Les difficultés d’identification des électeurs ont été aggravées par la saturation du site internet d’Elections Cameroon (Elecam), censé permettre la vérification des inscriptions.

Les électeurs de la commune de Yaoundé 6 se sont rendus aux urnes le 12 octobre 2025 dans une atmosphère paisible, mais non sans heurts organisationnels.


Claver Etoundi, président de l’Association des professionnels des métiers de l’infocom, déployé comme observateur, livre un témoignage contrasté sur le déroulement du scrutin dans cette circonscription stratégique de la capitale.

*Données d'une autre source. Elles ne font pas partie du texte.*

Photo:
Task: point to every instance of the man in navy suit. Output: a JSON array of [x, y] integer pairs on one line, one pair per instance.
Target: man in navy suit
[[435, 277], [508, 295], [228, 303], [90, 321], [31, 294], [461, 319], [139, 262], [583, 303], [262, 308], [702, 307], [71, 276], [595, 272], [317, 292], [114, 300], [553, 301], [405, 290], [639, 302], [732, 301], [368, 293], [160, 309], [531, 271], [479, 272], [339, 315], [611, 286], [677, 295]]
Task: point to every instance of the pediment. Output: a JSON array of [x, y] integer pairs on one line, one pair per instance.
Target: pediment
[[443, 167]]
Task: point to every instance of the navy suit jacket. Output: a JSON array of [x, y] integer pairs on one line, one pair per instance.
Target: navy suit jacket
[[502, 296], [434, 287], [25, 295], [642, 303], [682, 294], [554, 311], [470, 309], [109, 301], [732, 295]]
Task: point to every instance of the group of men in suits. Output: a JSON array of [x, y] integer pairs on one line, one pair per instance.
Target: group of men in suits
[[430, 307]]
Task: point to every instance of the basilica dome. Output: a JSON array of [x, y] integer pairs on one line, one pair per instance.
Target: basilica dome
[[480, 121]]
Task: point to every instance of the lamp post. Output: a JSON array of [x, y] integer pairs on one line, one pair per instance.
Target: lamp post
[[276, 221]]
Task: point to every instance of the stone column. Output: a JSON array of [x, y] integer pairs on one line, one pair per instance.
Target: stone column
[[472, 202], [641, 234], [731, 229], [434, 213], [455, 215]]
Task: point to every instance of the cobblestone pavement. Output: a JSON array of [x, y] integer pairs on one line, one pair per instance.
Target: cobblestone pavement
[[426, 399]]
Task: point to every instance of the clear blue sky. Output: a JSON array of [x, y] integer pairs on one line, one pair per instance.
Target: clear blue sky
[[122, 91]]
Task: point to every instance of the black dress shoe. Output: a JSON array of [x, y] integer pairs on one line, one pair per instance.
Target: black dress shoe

« Le scrutin s’est déroulé dans le calme et la sérénité dans la Commune de Yaoundé 6, où j’ai été appelé à accomplir mon devoir d’observateur », affirme-t-il.

Toutefois, il déplore « l’absence de coordination sur les différents sites face à l’afflux de potentiels électeurs rencontrés, visiblement déboussolés et souvent résignés, parce que ne trouvant pas leurs noms sur les listes électorales devant le bureau de vote ».


Ce constat rejoint les préoccupations soulevées par plusieurs plateformes citoyennes et observateurs internationaux. Les difficultés d’identification des électeurs ont été aggravées par la saturation du site internet d’Elecam, censé permettre la vérification des inscriptions.

« L’alternative fastidieuse du recours au site internet d’Elecam saturé », souligne Etoundi, « a laissé de nombreux électeurs sans solution ».


Autre source de confusion : la ressemblance des bulletins de vote de deux candidats en compétition. Ce détail, apparemment mineur, a semé le doute chez plusieurs électeurs, notamment les personnes âgées ou peu alphabétisées.

À cela s’ajoute « l’absence de plusieurs représentants des candidats en lice dans les bureaux de vote », une situation qui soulève des interrogations sur la transparence du dépouillement et le respect du pluralisme électoral.


Malgré ces irrégularités, Claver Etoundi tient à saluer l’engagement des acteurs du processus : « En somme, il y a lieu de se féliciter du travail accompli de tous les acteurs du processus électoral », conclut-il.


Les dysfonctionnements observés à Yaoundé 6 ne sont pas anecdotiques. Ils interrogent sur la capacité du système électoral à garantir une participation inclusive et transparente.

Alors que la centralisation des résultats se poursuit et que les commissions départementales achèvent leur travail de compilation, les regards restent tournés vers Elecam.

À Yaoundé 6, comme ailleurs, les électeurs ont fait preuve de patience et de civisme. Mais les failles observées rappellent que la démocratie ne se mesure pas seulement à la paix du jour du vote, mais à la rigueur de chaque étape du processus.